The tracking-by-detection paradigm currently dominates multiple target tracking algorithms. It usually includes three tasks: target detection, appearance feature embedding, and data association. Carrying out these three tasks successively usually leads to lower tracking efficiency. In this paper, we propose a one-stage anchor-free multiple task learning framework which carries out target detection and appearance feature embedding in parallel to substantially increase the tracking speed. This framework simultaneously predicts a target detection and produces a feature embedding for each location, by sharing a pyramid of feature maps. We propose a deformable local attention module which utilizes the correlations between features at different locations within a target to obtain more discriminative features. We further propose a task-aware prediction module which utilizes deformable convolutions to select the most suitable locations for the different tasks. At the selected locations, classification of samples into foreground or background, appearance feature embedding, and target box regression are carried out. Two effective training strategies, regression range overlapping and sample reweighting, are proposed to reduce missed detections in dense scenes. Ambiguous samples whose identities are difficult to determine are effectively dealt with to obtain more accurate feature embedding of target appearance. An appearance-enhanced non-maximum suppression is proposed to reduce over-suppression of true targets in crowded scenes. Based on the one-stage anchor-free network with the deformable local attention module and the task-aware prediction module, we implement a new online multiple target tracker. Experimental results show that our tracker achieves a very fast speed while maintaining a high tracking accuracy.

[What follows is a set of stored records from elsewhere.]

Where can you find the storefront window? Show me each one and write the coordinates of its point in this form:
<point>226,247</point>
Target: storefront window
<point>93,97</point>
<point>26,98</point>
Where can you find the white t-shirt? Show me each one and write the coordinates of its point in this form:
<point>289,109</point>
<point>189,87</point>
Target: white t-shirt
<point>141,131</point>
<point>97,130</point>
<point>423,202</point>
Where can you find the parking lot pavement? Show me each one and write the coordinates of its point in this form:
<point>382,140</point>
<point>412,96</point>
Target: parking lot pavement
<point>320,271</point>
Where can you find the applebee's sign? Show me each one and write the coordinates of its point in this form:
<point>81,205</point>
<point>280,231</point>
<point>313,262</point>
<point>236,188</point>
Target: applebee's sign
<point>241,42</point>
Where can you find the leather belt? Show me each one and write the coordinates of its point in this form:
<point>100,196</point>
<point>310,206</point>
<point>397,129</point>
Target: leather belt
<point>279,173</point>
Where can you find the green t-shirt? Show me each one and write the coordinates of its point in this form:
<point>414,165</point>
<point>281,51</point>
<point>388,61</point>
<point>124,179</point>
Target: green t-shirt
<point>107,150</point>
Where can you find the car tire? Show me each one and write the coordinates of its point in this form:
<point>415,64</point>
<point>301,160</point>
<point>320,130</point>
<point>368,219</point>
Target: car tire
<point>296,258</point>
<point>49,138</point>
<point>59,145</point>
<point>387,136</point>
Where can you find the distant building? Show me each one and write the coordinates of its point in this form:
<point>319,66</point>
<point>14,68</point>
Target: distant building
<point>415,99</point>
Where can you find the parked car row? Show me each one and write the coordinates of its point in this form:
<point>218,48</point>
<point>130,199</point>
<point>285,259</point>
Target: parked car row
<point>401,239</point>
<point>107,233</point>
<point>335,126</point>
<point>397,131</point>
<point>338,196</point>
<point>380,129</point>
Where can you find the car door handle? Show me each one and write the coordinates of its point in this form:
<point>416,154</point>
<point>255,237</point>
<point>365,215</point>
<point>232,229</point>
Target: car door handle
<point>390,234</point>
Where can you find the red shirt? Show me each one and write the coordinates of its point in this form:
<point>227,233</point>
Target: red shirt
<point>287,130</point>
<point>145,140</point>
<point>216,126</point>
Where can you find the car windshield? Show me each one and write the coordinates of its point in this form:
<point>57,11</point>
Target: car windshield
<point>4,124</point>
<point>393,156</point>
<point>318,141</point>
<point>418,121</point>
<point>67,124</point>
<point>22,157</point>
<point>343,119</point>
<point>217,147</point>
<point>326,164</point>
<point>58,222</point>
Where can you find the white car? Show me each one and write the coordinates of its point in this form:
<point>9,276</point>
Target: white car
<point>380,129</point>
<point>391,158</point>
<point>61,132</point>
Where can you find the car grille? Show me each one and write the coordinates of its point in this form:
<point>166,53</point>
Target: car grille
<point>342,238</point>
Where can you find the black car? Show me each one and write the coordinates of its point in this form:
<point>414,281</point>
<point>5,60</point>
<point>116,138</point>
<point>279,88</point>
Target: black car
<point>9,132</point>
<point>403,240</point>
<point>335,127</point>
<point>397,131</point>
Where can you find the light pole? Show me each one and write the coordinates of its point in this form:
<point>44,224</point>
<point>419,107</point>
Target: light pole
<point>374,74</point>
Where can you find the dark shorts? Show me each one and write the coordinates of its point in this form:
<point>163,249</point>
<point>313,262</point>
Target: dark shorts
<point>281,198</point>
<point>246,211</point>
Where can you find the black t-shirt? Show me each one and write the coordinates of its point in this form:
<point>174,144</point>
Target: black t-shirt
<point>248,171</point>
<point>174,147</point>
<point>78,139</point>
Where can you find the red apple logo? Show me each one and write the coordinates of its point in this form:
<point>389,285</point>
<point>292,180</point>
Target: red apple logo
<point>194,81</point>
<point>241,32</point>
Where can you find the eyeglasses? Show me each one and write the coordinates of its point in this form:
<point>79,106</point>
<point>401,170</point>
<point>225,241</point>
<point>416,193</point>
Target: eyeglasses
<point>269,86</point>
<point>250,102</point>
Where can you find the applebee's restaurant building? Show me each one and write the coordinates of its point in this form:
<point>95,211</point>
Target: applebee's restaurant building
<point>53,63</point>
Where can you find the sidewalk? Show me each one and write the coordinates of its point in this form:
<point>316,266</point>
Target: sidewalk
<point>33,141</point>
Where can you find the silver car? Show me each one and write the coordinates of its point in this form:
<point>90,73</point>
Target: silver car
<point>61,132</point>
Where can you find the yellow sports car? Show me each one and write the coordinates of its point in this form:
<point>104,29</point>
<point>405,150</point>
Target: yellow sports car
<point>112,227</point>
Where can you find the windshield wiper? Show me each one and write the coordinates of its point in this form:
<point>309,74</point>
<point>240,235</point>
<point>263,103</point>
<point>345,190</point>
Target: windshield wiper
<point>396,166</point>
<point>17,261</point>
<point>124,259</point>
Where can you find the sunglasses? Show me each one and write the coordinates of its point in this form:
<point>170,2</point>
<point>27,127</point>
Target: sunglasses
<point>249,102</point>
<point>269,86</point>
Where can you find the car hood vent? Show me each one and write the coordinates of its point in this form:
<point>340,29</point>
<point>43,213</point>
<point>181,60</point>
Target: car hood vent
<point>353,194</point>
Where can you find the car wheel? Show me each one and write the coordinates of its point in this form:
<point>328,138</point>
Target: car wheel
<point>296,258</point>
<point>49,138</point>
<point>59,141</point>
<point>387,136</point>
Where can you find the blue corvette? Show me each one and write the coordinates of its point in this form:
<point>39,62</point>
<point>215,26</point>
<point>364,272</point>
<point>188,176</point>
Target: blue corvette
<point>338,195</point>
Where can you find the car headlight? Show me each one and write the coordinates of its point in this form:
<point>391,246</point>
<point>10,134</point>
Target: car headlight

基于检测的跟踪范式目前在多目标跟踪算法中占据主导地位。它通常包括三个任务:目标检测、外观特征嵌入和数据关联。依次执行这三个任务通常会导致跟踪效率较低。在本文中,我们提出了一种单阶段无锚多任务学习框架,该框架并行执行目标检测和外观特征嵌入,以大幅提高跟踪速度。该框架通过共享特征图金字塔,同时预测目标检测并为每个位置生成特征嵌入。我们提出了一种可变形局部注意力模块,该模块利用目标内不同位置特征之间的相关性来获得更具判别力的特征。我们进一步提出了一种任务感知预测模块,该模块利用可变形卷积为不同任务选择最合适的位置。在选定的位置进行样本的前景或背景分类、外观特征嵌入和目标框回归。提出了两种有效的训练策略,即回归范围重叠和样本重新加权,以减少密集场景中的漏检。有效处理身份难以确定的模糊样本,以获得更准确的目标外观特征嵌入。提出了一种外观增强的非极大值抑制方法,以减少拥挤场景中对真实目标的过度抑制。基于带有可变形局部注意力模块和任务感知预测模块的单阶段无锚网络,我们实现了一种新的在线多目标跟踪器。实验结果表明,我们的跟踪器在保持高跟踪精度的同时实现了非常快的速度。